Ayodhya case verdict: Was it a mosque? Supreme Court leaves it to Muslims
Must defer to the safer course of accepting the faith and belief of the worshipper: SC
- Published 10.11.19, 1:55 AM
- Updated 10.11.19, 1:55 AM
- 3 mins read
The Supreme Court on Saturday asserted that the question whether a particular place is a mosque is better left to the faith of Muslim worshippers, something that it said cannot be judicially challenged.
While saying this, it rejected the claim of the Hindu parties in the Ayodhya dispute that the Babri Masjid could not be considered a mosque since, according to them, no namaz had been offered there for years.
The apex court also noted that there had been a series of attacks on the mosque since 1934, capped by its destruction on December 6, 1992, which it described as “an egregious violation of the rule of law” and a “wrong (that) must be remedied”.
“The belief and faith of the worshipper in offering namaz at a place which is for the worshipper a mosque cannot be challenged. It would be preposterous for this court to question it on the ground that a true Muslim would not offer prayer in a place which does not meet an extreme interpretation of doctrine selectively advanced by Mr Mishra (for the Hindu Mahasabha),” Saturday’s judgment said.
“This court, as a secular institution set up under a constitutional regime, must steer clear from choosing one among many possible interpretations of theological doctrine and must defer to the safer course of accepting the faith and belief of the worshipper.
“Above all, the practice of religion, Islam being no exception, varies according to the culture and social context. That indeed is the strength of our plural society.
“In a country like ours where contesting claims over property by religious communities are inevitable, our courts cannot reduce questions of title, which fall firmly within the secular domain and outside the rubric of religion, to a question of which community’s faith is stronger.”

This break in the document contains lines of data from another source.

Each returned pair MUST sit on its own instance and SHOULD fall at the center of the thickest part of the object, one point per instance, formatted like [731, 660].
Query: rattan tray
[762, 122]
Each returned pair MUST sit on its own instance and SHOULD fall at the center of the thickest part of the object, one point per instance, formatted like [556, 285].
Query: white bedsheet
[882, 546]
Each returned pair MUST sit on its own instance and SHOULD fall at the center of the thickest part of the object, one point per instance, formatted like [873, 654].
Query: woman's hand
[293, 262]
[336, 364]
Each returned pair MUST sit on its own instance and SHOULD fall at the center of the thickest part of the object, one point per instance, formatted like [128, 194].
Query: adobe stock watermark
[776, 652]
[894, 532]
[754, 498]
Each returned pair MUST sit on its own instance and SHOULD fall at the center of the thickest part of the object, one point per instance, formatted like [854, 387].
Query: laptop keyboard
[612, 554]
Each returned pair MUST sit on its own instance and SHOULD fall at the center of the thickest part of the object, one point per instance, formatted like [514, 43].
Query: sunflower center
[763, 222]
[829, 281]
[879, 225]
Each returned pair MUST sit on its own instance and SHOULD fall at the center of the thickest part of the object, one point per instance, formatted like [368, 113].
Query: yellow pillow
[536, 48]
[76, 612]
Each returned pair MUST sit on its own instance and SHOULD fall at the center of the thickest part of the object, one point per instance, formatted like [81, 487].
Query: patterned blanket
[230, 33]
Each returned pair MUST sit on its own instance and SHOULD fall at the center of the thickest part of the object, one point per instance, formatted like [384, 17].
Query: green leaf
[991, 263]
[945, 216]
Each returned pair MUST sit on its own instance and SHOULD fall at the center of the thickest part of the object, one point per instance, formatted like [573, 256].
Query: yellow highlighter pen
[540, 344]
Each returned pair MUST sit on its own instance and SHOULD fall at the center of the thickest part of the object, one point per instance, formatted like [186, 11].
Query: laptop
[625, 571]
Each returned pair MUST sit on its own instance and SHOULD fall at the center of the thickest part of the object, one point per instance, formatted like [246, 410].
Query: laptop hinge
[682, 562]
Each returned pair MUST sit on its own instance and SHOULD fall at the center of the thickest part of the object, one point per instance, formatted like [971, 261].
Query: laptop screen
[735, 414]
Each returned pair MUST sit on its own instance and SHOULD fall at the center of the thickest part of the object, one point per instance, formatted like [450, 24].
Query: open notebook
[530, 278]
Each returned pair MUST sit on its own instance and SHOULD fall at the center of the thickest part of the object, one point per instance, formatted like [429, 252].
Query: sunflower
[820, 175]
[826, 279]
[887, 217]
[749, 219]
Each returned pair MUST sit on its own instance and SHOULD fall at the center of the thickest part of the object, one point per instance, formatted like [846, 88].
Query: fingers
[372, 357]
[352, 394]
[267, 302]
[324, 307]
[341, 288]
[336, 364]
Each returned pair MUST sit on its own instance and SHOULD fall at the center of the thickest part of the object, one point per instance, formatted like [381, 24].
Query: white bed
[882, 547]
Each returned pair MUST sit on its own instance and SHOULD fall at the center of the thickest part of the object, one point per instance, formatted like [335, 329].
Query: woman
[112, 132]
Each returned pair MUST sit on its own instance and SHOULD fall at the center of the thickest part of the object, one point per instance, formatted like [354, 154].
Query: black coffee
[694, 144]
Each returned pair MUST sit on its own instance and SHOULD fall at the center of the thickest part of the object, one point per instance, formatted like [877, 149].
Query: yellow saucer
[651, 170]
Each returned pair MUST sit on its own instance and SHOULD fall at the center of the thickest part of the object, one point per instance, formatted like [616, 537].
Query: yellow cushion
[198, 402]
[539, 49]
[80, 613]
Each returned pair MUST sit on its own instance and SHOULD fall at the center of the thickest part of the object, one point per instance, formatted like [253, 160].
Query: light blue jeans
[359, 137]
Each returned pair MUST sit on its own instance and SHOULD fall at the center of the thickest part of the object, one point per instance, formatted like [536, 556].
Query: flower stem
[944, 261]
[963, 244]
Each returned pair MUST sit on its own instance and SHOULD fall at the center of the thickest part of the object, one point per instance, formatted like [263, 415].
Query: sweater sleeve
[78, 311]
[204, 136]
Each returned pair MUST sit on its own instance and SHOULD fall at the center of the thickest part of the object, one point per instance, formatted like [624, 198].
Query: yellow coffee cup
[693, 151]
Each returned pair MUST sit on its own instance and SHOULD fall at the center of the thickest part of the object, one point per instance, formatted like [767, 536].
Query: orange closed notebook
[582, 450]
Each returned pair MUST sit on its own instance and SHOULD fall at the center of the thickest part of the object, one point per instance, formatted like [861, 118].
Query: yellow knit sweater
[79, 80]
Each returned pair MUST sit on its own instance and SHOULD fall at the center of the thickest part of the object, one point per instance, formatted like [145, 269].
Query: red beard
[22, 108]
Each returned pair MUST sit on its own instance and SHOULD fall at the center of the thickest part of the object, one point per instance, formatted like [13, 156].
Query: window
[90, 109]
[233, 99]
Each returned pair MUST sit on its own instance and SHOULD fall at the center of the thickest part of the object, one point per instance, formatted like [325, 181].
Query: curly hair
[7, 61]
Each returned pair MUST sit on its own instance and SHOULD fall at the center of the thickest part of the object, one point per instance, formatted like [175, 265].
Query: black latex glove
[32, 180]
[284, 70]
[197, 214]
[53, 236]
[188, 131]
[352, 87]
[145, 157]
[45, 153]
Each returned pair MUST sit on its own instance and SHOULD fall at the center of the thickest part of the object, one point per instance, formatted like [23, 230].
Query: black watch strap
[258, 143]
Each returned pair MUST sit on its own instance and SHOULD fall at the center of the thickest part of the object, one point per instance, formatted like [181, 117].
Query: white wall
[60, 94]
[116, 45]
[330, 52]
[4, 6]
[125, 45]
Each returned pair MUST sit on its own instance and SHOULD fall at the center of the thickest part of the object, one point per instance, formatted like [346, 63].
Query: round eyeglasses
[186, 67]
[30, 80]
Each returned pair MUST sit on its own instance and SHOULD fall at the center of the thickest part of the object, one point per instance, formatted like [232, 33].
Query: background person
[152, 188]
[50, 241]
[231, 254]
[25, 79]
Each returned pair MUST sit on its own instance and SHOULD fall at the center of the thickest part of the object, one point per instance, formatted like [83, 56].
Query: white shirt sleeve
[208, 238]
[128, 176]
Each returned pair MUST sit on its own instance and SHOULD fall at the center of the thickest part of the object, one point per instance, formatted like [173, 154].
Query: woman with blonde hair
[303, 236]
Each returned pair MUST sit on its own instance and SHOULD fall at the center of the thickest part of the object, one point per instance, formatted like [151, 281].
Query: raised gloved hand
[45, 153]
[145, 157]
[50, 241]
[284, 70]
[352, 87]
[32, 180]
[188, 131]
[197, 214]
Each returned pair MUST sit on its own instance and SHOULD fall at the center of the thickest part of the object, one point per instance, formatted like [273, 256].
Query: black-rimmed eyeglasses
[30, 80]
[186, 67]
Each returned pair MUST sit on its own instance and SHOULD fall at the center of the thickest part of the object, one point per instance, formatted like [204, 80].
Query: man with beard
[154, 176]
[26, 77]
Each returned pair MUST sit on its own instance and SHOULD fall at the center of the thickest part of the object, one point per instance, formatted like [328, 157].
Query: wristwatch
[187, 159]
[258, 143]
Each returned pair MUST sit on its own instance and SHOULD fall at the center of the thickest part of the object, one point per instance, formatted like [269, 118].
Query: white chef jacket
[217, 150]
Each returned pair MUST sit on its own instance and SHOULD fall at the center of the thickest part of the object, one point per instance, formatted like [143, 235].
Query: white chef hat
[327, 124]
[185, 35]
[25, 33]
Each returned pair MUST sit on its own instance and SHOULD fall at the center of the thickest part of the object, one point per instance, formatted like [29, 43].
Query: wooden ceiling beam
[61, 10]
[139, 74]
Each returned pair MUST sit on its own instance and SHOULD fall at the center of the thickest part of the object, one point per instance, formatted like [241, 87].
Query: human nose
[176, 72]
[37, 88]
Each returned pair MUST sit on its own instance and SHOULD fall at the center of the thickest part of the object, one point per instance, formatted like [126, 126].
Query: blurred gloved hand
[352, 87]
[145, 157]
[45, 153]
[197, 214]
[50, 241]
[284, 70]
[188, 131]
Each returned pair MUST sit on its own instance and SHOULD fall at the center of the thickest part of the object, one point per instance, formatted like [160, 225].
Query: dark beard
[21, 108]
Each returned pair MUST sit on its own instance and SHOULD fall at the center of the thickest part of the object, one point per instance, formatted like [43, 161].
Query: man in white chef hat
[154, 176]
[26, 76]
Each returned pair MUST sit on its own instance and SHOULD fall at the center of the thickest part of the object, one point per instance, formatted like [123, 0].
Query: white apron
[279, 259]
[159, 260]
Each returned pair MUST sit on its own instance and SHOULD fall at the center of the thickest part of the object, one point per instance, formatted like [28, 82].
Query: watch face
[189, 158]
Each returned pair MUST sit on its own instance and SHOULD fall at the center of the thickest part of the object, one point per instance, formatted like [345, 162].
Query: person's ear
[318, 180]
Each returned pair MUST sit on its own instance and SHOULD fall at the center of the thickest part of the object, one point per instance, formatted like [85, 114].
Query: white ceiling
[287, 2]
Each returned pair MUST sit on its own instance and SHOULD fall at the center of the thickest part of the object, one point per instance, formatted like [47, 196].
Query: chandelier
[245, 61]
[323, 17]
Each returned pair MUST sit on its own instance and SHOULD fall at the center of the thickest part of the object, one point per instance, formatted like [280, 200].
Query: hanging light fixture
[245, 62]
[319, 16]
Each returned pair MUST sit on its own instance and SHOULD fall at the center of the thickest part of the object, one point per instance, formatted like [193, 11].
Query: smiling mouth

The bench recalled that because of the frequent skirmishes between Hindus and Muslims at the disputed site, the then British rulers had installed a grill railing in 1857 dividing the plot into inner and outer courtyards.
This, it said, was an indication that the Muslims did offer uninterrupted namaz at the place. The Muslims were allotted the inner courtyard and the Hindus the outer courtyard.
The court said there was evidence that Muslims did offer namaz at the site, at least since 1857, and so the claim that no namaz was offered at the place ought to be rejected. Rather, the bench said, it was an instance of a mosque being vandalised by Hindus.
“After the construction of the grill-brick wall in 1857, there is evidence on record to show the exclusive and unimpeded possession of the Hindus and the offering of worship in the outer courtyard. Entry into the three-domed structure was possible only by seeking access through either of the two doors on the eastern and northern sides of the outer courtyard, which were under the control of the Hindu devotees,” the judgment said.
“On a preponderance of probabilities, there is no evidence to establish that the Muslims abandoned the mosque or ceased to perform namaz in spite of the contestation over their possession of the inner courtyard after 1858. Oral evidence indicates the continuation of namaz.
“The contestation over the possession of the inner courtyard became the centre of the communal conflict of 1934, during… which the domes of the mosque sustained damage as did the structure. The repair and renovation of the mosque at the expense of the British administration through the agency of a Muslim contractor is indicative that despite the disputes between the two communities, the structure of the mosque continued to exist, as did the assertion of the Muslims of their right to pray.
“Namaz appears to have been offered within the mosque after 1934 though, by the time of incident of 22/23 December 1949, only Friday namaz was being offered.
“The reports of the wakf inspector of December 1949 indicate that the sadhus and bairagis who worshipped and resided in the outer courtyard obstructed Muslims from passing through the courtyard, which was under their control, for namaz within the mosque.
“On the night between 22/23 December 1949, when a group of 50 to 60 persons installed idols on the pulpit of the mosque below the central dome. This led to the desecration of the mosque and the ouster of the Muslims otherwise than by the due process of law. The inner courtyard was thereafter attached… on 29 December 1949 and the receiver took possession.
“On 6 December 1992, the structure of the mosque was brought down and the mosque was destroyed. The destruction of the mosque took place in breach of the order of status quo and an assurance given to this court. The destruction of the mosque and the obliteration of the Islamic structure was an egregious violation of the rule of law.”